Note that the Base64
class can be used to decode Base64-encoded strings as well.
Pretty impressive so far—the application is running on your local machine with no external party involved.
Parse the output
The output is in Markdown format, with the code provided within a code block, explaining the function of the code and some hints as text. To generate source code files automatically, you must parse the content and extract just the Java code block.
One of the Java libraries you can use to parse and extract data from Markdown documents is commonmark.
Open the pom.xml
file and add the following dependency:
<dependency>
<groupId>org.commonmark</groupId>
<artifactId>commonmark</artifactId>
<version>0.20.0</version>
</dependency>
This library uses the visitor pattern to navigate through the document blocks and extract the required information; in this case, the Java block containing the encoding to Base64 logic. With the Java source code extracted, you could create a file, return the content to the caller, or parse the Java code to modify any part.

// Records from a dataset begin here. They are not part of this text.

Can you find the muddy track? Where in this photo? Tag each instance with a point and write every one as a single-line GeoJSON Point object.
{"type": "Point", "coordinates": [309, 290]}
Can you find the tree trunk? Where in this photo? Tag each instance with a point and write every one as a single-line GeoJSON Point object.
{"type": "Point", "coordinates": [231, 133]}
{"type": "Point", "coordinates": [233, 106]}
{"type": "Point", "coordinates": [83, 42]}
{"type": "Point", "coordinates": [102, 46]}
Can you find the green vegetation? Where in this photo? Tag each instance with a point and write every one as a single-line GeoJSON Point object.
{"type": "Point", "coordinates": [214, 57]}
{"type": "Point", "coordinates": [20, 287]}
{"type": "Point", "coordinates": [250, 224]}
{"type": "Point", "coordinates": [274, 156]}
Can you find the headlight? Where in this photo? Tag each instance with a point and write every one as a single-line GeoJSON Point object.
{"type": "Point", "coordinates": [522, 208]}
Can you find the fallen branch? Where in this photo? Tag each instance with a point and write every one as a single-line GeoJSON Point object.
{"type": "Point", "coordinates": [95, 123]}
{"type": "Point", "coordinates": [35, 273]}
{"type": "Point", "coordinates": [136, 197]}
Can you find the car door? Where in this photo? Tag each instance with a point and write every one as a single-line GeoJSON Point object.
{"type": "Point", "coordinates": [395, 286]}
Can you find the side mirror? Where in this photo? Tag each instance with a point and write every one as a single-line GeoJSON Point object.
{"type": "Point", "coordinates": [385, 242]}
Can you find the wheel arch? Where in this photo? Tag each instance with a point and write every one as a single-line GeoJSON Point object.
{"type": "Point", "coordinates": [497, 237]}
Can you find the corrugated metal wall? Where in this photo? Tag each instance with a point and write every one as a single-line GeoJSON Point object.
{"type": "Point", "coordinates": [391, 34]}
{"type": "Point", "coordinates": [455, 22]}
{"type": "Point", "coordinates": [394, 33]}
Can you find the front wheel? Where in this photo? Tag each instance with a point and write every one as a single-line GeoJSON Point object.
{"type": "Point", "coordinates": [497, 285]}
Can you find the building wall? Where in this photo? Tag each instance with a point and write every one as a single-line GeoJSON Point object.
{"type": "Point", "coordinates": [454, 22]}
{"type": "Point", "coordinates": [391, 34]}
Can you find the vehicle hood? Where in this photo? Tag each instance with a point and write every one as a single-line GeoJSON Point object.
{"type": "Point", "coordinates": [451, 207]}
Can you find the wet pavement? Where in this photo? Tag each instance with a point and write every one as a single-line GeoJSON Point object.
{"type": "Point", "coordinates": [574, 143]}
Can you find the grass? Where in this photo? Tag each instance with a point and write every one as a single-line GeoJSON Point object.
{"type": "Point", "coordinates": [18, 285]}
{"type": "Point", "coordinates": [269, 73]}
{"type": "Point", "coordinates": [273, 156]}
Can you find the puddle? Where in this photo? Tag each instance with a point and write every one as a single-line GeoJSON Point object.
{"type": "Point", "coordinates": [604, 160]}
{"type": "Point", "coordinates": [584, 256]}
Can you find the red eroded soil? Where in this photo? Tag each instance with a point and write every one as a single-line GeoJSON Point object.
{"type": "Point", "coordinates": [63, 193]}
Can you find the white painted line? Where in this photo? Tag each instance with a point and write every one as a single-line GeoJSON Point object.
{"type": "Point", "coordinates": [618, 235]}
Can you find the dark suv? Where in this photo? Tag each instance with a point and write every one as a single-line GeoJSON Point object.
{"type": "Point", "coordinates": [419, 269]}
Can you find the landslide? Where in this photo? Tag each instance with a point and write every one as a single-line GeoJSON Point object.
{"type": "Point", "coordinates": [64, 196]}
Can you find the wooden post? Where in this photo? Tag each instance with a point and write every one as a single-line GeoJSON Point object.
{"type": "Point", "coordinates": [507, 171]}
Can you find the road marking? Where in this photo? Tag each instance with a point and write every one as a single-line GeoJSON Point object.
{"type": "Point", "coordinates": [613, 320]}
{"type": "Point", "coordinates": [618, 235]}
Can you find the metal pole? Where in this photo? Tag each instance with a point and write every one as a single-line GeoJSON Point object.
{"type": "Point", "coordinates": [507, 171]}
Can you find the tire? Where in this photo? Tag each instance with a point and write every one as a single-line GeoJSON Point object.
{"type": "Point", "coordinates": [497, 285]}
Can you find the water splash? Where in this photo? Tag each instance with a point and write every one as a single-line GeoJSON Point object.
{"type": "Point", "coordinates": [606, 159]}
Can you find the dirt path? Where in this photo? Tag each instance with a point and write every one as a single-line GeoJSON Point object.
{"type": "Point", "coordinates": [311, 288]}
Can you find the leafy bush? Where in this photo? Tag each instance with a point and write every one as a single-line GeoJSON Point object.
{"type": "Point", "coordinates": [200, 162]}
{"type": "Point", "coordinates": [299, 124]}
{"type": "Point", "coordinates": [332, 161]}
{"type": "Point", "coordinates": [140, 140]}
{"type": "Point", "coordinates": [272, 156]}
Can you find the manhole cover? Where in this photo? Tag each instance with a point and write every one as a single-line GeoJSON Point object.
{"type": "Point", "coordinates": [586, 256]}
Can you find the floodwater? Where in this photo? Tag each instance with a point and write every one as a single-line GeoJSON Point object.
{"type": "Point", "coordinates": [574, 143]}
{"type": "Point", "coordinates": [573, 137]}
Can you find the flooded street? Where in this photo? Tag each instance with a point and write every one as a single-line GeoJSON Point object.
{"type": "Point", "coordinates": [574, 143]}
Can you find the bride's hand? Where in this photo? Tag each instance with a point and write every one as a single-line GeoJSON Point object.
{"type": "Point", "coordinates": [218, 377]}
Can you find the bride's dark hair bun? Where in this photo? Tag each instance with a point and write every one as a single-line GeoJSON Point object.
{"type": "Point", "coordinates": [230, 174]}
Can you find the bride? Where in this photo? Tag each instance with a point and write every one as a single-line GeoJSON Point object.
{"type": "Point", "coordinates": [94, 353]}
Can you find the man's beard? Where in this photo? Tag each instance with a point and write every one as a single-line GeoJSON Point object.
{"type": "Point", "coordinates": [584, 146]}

Let's modify the previous class to retrieve and parse the answer given by GPT4All and extract only the Java source code block instead of the complete response.

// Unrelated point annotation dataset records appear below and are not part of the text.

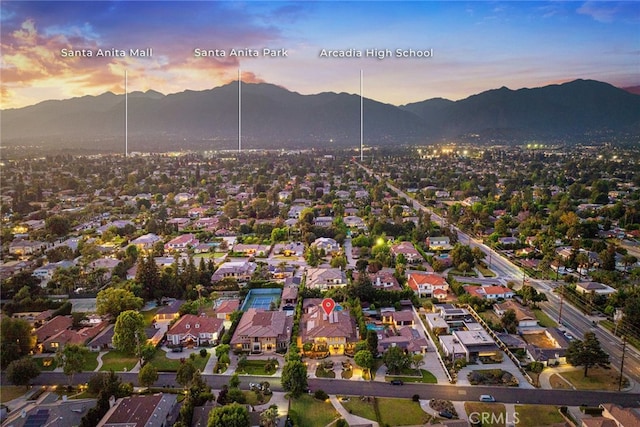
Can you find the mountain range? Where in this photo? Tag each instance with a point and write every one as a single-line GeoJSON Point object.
{"type": "Point", "coordinates": [274, 117]}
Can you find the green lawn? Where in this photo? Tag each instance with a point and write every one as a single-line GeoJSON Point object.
{"type": "Point", "coordinates": [90, 361]}
{"type": "Point", "coordinates": [401, 412]}
{"type": "Point", "coordinates": [485, 271]}
{"type": "Point", "coordinates": [117, 361]}
{"type": "Point", "coordinates": [362, 408]}
{"type": "Point", "coordinates": [597, 379]}
{"type": "Point", "coordinates": [538, 415]}
{"type": "Point", "coordinates": [252, 398]}
{"type": "Point", "coordinates": [481, 408]}
{"type": "Point", "coordinates": [427, 377]}
{"type": "Point", "coordinates": [544, 320]}
{"type": "Point", "coordinates": [164, 364]}
{"type": "Point", "coordinates": [46, 363]}
{"type": "Point", "coordinates": [149, 315]}
{"type": "Point", "coordinates": [307, 411]}
{"type": "Point", "coordinates": [10, 392]}
{"type": "Point", "coordinates": [255, 367]}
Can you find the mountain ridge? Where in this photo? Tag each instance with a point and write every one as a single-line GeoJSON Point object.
{"type": "Point", "coordinates": [273, 116]}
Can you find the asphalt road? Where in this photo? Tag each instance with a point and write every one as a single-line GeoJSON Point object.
{"type": "Point", "coordinates": [375, 388]}
{"type": "Point", "coordinates": [576, 322]}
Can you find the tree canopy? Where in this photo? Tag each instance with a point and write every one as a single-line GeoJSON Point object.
{"type": "Point", "coordinates": [587, 353]}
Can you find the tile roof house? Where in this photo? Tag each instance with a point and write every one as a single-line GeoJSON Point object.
{"type": "Point", "coordinates": [524, 316]}
{"type": "Point", "coordinates": [53, 327]}
{"type": "Point", "coordinates": [69, 336]}
{"type": "Point", "coordinates": [239, 270]}
{"type": "Point", "coordinates": [409, 251]}
{"type": "Point", "coordinates": [408, 339]}
{"type": "Point", "coordinates": [182, 243]}
{"type": "Point", "coordinates": [146, 241]}
{"type": "Point", "coordinates": [594, 287]}
{"type": "Point", "coordinates": [156, 410]}
{"type": "Point", "coordinates": [425, 284]}
{"type": "Point", "coordinates": [336, 333]}
{"type": "Point", "coordinates": [195, 330]}
{"type": "Point", "coordinates": [169, 311]}
{"type": "Point", "coordinates": [226, 307]}
{"type": "Point", "coordinates": [262, 331]}
{"type": "Point", "coordinates": [491, 292]}
{"type": "Point", "coordinates": [325, 278]}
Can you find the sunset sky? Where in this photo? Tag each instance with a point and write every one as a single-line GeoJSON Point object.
{"type": "Point", "coordinates": [476, 45]}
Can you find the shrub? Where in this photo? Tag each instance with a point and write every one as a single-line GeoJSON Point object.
{"type": "Point", "coordinates": [321, 395]}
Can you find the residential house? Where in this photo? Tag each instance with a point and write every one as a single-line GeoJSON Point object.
{"type": "Point", "coordinates": [146, 241]}
{"type": "Point", "coordinates": [170, 311]}
{"type": "Point", "coordinates": [180, 224]}
{"type": "Point", "coordinates": [409, 252]}
{"type": "Point", "coordinates": [353, 221]}
{"type": "Point", "coordinates": [239, 270]}
{"type": "Point", "coordinates": [21, 247]}
{"type": "Point", "coordinates": [524, 316]}
{"type": "Point", "coordinates": [181, 243]}
{"type": "Point", "coordinates": [336, 333]}
{"type": "Point", "coordinates": [468, 344]}
{"type": "Point", "coordinates": [383, 279]}
{"type": "Point", "coordinates": [408, 339]}
{"type": "Point", "coordinates": [398, 318]}
{"type": "Point", "coordinates": [154, 410]}
{"type": "Point", "coordinates": [491, 292]}
{"type": "Point", "coordinates": [289, 297]}
{"type": "Point", "coordinates": [327, 244]}
{"type": "Point", "coordinates": [46, 271]}
{"type": "Point", "coordinates": [69, 336]}
{"type": "Point", "coordinates": [192, 330]}
{"type": "Point", "coordinates": [252, 250]}
{"type": "Point", "coordinates": [325, 278]}
{"type": "Point", "coordinates": [323, 221]}
{"type": "Point", "coordinates": [226, 307]}
{"type": "Point", "coordinates": [262, 331]}
{"type": "Point", "coordinates": [53, 327]}
{"type": "Point", "coordinates": [439, 243]}
{"type": "Point", "coordinates": [426, 284]}
{"type": "Point", "coordinates": [594, 288]}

Start by creating a class implementing the Visitor pattern, visiting only source code blocks. When a code block is found, validate it's a Java block and store its content into a variable:
import org.commonmark.node.AbstractVisitor;
import org.commonmark.node.FencedCodeBlock;
import java.util.Optional;
static class JavaCodeBlockVisitor extends AbstractVisitor {
private String sourceCode;
public Optional<String> getGeneratedSourceCode() {
return Optional.ofNullable(sourceCode);
}
@Override
// Only visit code blocks
public void visit(FencedCodeBlock code) {
// If it's a Java block
if ("java".equals(code.getInfo())) {
// Get the content of the block
sourceCode = code.getLiteral();
}
}
}
Next, modify the hello method to get the content from the GPT4All API instead of returning it directly:
import java.util.List;
import java.util.Map;
// Returns the response
final List<Map<String, String>> choices = chatCompletionResponse.choices;
// Check if there is a response
if (choices.isEmpty()) {
throw new IllegalStateException("No Java code");
}
// Gets the content in Markdown format
String text = choices.get(0).get("content");
You also need to use the Markdown parser to navigate through all the blocks using the previous visitor class:
import org.commonmark.node.Node;
import org.commonmark.parser.Parser;
final Parser parser = Parser.builder().build();
// Parse the content
final Node node = parser.parse(text);
// Navigate through the model, finding Java blocks
JavaCodeBlockVisitor javaCodeBlockVisitor = new JavaCodeBlockVisitor();
node.accept(javaCodeBlockVisitor);
Before rerunning the example, change the return content to the one extracted within the JavaCodeBlockVisitor
class:
// Return the Java code
return javaCodeBlockVisitor.getGeneratedSourceCode().orElseThrow(() -> new IllegalArgumentException("No code found"));
Build and package the application, repeat the same request as was executed previously, and notice that only the source code is returned, not the complete response.
Conclusion
This article showed how you can use GPT models without depending on external services like OpenAI ChatGPT. If you have privacy concerns but still want to use AI to generate some Java code, then the GPT4All project is a good choice as it runs within a localized environment.
Moreover, GPT4All lets you train your model or improve an existing model with your data. Since you execute it locally, the data is kept from everyone. The interaction with Java is straightforward, with no complex steps; all you need to do is load the library and start interacting with the model.
Finally, you've seen a library to parse Markdown documents in Java, a handy toolkit for extracting information from Markdown content.
GPT4All opens a new door in the AI revolution, letting you use AI without depending on cloud instances or closed models. GPT4All lets you train, deploy, and use AI privately without depending on external service providers.